Dual-objective STORM reveals three-dimensional filament organization in the actin cytoskeleton

Abstract

By combining astigmatism imaging with a dual-objective scheme, we improved the image resolution of stochastic optical reconstruction microscopy (STORM) and obtained <10-nm lateral resolution and <20-nm axial resolution when imaging biological specimens. Using this approach, we resolved individual actin filaments in cells and revealed three-dimensional ultrastructure of the actin cytoskeleton. We observed two vertically separated layers of actin networks with distinct structural organizations in sheet-like cell protrusions.

Figure 1. Experimental setup and spatial resolution of dual-objective 3D STORM

(a) Schematic of the setup. Two microscope objectives are placed opposing each other and focused on the same spot of the sample. Astigmatism is introduced into the images collected by both objectives using a cylindrical lens. M: mirror; Obj.: objective; LP: long-pass filter; CL: cylindrical lens; BP: band-pass filter. (b) Localization precision of Alexa 647 molecules in fixed cells measured with dual-objective STORM. Each molecule gives a cluster of localizations due to repetitive activation of the same molecule. Localizations from 108 clusters (each containing >10 localizations) are aligned by their center of mass to generate the 3D presentation of the localization distribution. Histograms of the distribution in x, y, and z are fit to Gaussian functions, and the resultant standard deviations (σ_x, σ_y, and σ_z) are given in the plots. (c) Distribution of the number of photons detected for individual Alexa 647 molecules through both objectives (red; average: 10,600) and from a single objective (black; average: 5,200). (d) Images of activated Alexa 647 molecules obtained from the two objectives in a single frame. A molecule that appears elongated in x through one objective should appear elongated in y through the opposing objective (green and blue arrows). On the other hand, if two nearby molecules were mistaken as a single molecule, the images obtained through both objectives would appear elongated in the same direction along the line that connects the two molecules (example marked by the magenta arrow). Scale bar: 2 μm.

Figure 2. Dual-objective 3D STORM resolves individual actin filaments in cells

(a) Dual-objective STORM image of actin (labeled with Alexa 647-phalloidin) in a COS-7 cell. The z-positions are color-coded according to the color bar, with violet indicating positions closest to the substratum and red indicating farthest. (b) Close-up of the boxed region in a. (c) STORM image of the same area obtained by using only the information collected by Objective 1 of the dual-objective setup. (d) Conventional fluorescence image of the same area. (e) The cross-sectional profile of eight filaments overlaid by the center of each filament. The red line is a Gaussian fit with FWHM of 12 nm. (f) The cross-sectional profiles for two nearby filaments in (b) and (c) (white arrows). The grey bars correspond to the dual-objective images in (b) and the red line corresponds to the single-objective image in (c). Scale bars: 2 μm for a, 500 nm for b–d.

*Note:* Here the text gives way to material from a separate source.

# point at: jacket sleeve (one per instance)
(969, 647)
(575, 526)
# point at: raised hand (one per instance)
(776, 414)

Figure 3. Sheet-like cell protrusion is comprised of two layers of actin networks with distinct structures

(a) Dual-objective STORM image of actin in a BSC-1 cell. The z-positions are color-coded according to the color bar. (b,c) Vertical cross sections (each 500-nm wide in x or y) of the cell in (a) along the dot and dash lines, respectively. Note when far from the cell edge, the z-position of the dorsal layer increases quickly and falls out of the imaging range. (d,e) The z-profiles for two points along the vertical section, corresponding to the red and yellow arrows in (b), respectively. Each histogram is fit to two Gaussians (red curves), yielding the apparent thickness of the ventral and dorsal layers and the peak separation between the two layers. (f) Quantification of the apparent thickness averaged over the two layers and the dorsal-ventral separation obtained from the xz cross-section profile in (b). (g,h) The ventral and dorsal actin layers of the cell in (a). (i,j) The ventral and dorsal actin layers of a COS-7 cell that was treated with blebbistatin. (k,l) Vertical cross sections (each 500-nm wide in x or y) of the cell along the dot and dash lines, respectively. (m) Actin density of the ventral and dorsal layers along the yellow box in (i,j), measured by the localization density. Scale bars: 2 μm for a, g, h, i, and j; 100 nm for z and 2 μm for x/y for b, c, k and l.